Llamó a su consuegro en El Marqués, zona aledaña al tinglado donde debía acudir. Este, de muy buen talante, le dijo: “Vente, que yo ese día también salgo por aquí cerca al SAIME, en Los Ruices, a tramitar el pasaporte”.

“¡Qué bueno!” acotó Ignacio.

El domingo, Ignacio y su consuegro, después de la cena, pensaron en acostarse temprano para madrugar con energía. Pero antes, debieron soportar la perorata de Maduro, anunciando su épica pandémica y sus “audaces” acciones preventivas. Se durmieron con dudas sobre el alcance de los acertijos lanzados en la cadena nacional.

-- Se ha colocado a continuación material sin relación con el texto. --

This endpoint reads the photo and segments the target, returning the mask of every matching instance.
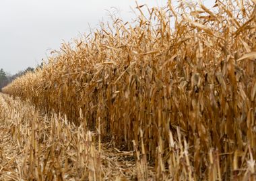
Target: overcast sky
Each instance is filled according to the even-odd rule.
[[[174,1],[172,0],[172,1]],[[137,0],[150,7],[164,6],[167,0]],[[214,1],[204,1],[208,7]],[[0,68],[15,74],[34,67],[50,50],[59,49],[91,27],[106,21],[108,11],[131,21],[135,0],[0,0]]]

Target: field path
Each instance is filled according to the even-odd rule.
[[[0,180],[137,180],[133,152],[0,94]],[[138,179],[139,178],[139,179]]]

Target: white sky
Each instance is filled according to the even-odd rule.
[[[167,0],[137,2],[152,7],[166,5]],[[214,1],[204,2],[210,7]],[[108,21],[112,7],[125,21],[134,17],[130,7],[135,7],[135,0],[0,0],[0,68],[15,74],[34,67],[49,50],[88,32],[89,24],[95,28]]]

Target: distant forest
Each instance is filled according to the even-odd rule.
[[[38,65],[36,68],[40,68],[42,66],[42,63],[41,63],[40,65]],[[22,76],[28,72],[34,72],[34,68],[29,66],[25,70],[19,71],[18,73],[11,75],[6,72],[3,68],[0,68],[0,92],[1,91],[2,88],[11,83],[16,78]]]

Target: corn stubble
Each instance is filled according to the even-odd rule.
[[[133,150],[139,180],[255,180],[255,7],[137,5],[3,90]]]

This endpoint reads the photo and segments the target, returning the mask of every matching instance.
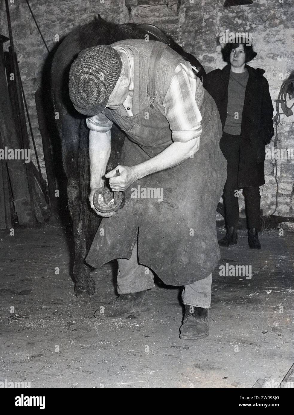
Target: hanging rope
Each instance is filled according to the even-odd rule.
[[[34,15],[34,13],[32,11],[32,9],[31,9],[31,6],[30,5],[30,4],[29,3],[28,0],[25,0],[25,1],[26,1],[27,4],[27,5],[28,7],[29,7],[29,9],[30,9],[30,11],[31,12],[31,14],[32,15],[32,16],[33,19],[34,19],[34,21],[35,22],[35,24],[36,24],[36,26],[37,26],[37,28],[39,30],[39,33],[40,34],[40,35],[41,35],[41,37],[42,38],[42,40],[43,41],[44,44],[46,46],[46,49],[48,51],[48,53],[50,53],[50,51],[48,49],[48,46],[47,46],[47,45],[46,44],[46,43],[45,42],[45,39],[44,39],[44,37],[43,37],[43,35],[42,34],[42,33],[41,32],[41,30],[40,30],[40,28],[39,27],[38,25],[38,24],[37,22],[37,20],[35,19],[35,16]]]
[[[278,125],[281,124],[281,118],[280,115],[284,114],[287,117],[289,117],[292,115],[293,111],[291,108],[294,106],[294,103],[289,107],[287,105],[287,94],[289,95],[289,99],[292,99],[294,98],[294,71],[292,71],[290,76],[284,81],[282,85],[280,92],[279,93],[277,100],[275,100],[276,103],[276,111],[277,113],[274,117],[274,122],[276,127],[276,135],[274,137],[274,148],[275,150],[278,147],[278,143],[279,142],[279,139],[278,136]],[[282,112],[279,112],[279,107],[283,111]],[[271,214],[274,215],[278,208],[278,193],[279,193],[279,183],[277,178],[278,174],[278,164],[277,159],[275,159],[274,165],[276,168],[276,171],[274,174],[274,180],[277,184],[277,190],[276,191],[276,206],[274,210]]]

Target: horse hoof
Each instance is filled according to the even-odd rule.
[[[86,284],[77,283],[74,287],[74,293],[78,298],[84,298],[95,294],[95,281],[91,278],[87,281]]]

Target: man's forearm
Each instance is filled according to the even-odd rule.
[[[136,180],[148,174],[173,167],[192,157],[199,149],[200,139],[198,138],[187,143],[177,142],[173,143],[159,154],[134,166],[133,168]]]
[[[90,187],[91,190],[103,186],[103,177],[105,174],[111,150],[111,132],[97,132],[90,130],[89,156],[90,157]]]

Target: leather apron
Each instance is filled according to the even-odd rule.
[[[152,103],[158,60],[156,50],[151,58],[148,94]],[[156,101],[150,103],[132,117],[105,110],[127,137],[121,165],[149,160],[173,142],[164,115]],[[222,130],[218,112],[205,90],[199,110],[203,132],[198,151],[178,166],[146,176],[126,190],[123,208],[102,219],[86,258],[89,264],[100,268],[114,259],[129,259],[138,237],[140,264],[166,284],[191,284],[213,271],[220,258],[215,212],[226,178],[227,162],[219,146]]]

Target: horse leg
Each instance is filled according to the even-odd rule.
[[[69,178],[67,185],[68,206],[72,220],[74,241],[73,276],[76,280],[76,295],[91,295],[95,293],[95,282],[90,276],[90,269],[85,262],[87,254],[87,226],[85,210],[81,206],[79,182]]]

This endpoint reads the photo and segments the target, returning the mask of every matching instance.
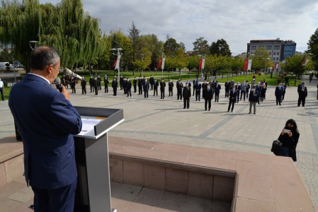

Ignacio salió por la mañana con la preocupación de que el timbre fiscal vencía ese día. Tienen una vigencia temeraria de solo cuatro días: lo pagó el jueves y vencía ese lunes 15.

Al llegar, ya había una cola de más de treinta personas por delante. Esta creció hasta ocupar la cuadra. Reinaba un silencio nervioso en la fila. No aparecía nadie responsable de abrir el portón de las oficinas ni de dar información sobre el horario de atención.

A las nueve de la mañana, emergió de las entrañas del edificio un vigilante con aspecto de jockey mal pagado, a quien llaman “Pajarito”. Este personaje, desperezándose, anunció que no abrirían las oficinas esa semana por el anuncio del presidente la noche anterior: “Cerco epidemiológico”.

“¿Y ahora qué hago?” preguntó Ignacio, acercándose a Pajarito. “Hoy se me vence el timbre y la otra semana se me vence la solicitud” (caduca trimestralmente).


Pajarito no titubeo en responder que la otra semana tampoco trabajarían, ya que sería semana radical. Además -agregó- después de esa semana comienza un nuevo trimestre.

-Ah, okey.   Nuevo estado de cuenta.!

-Volver a empezar! -sentenció pajarito-.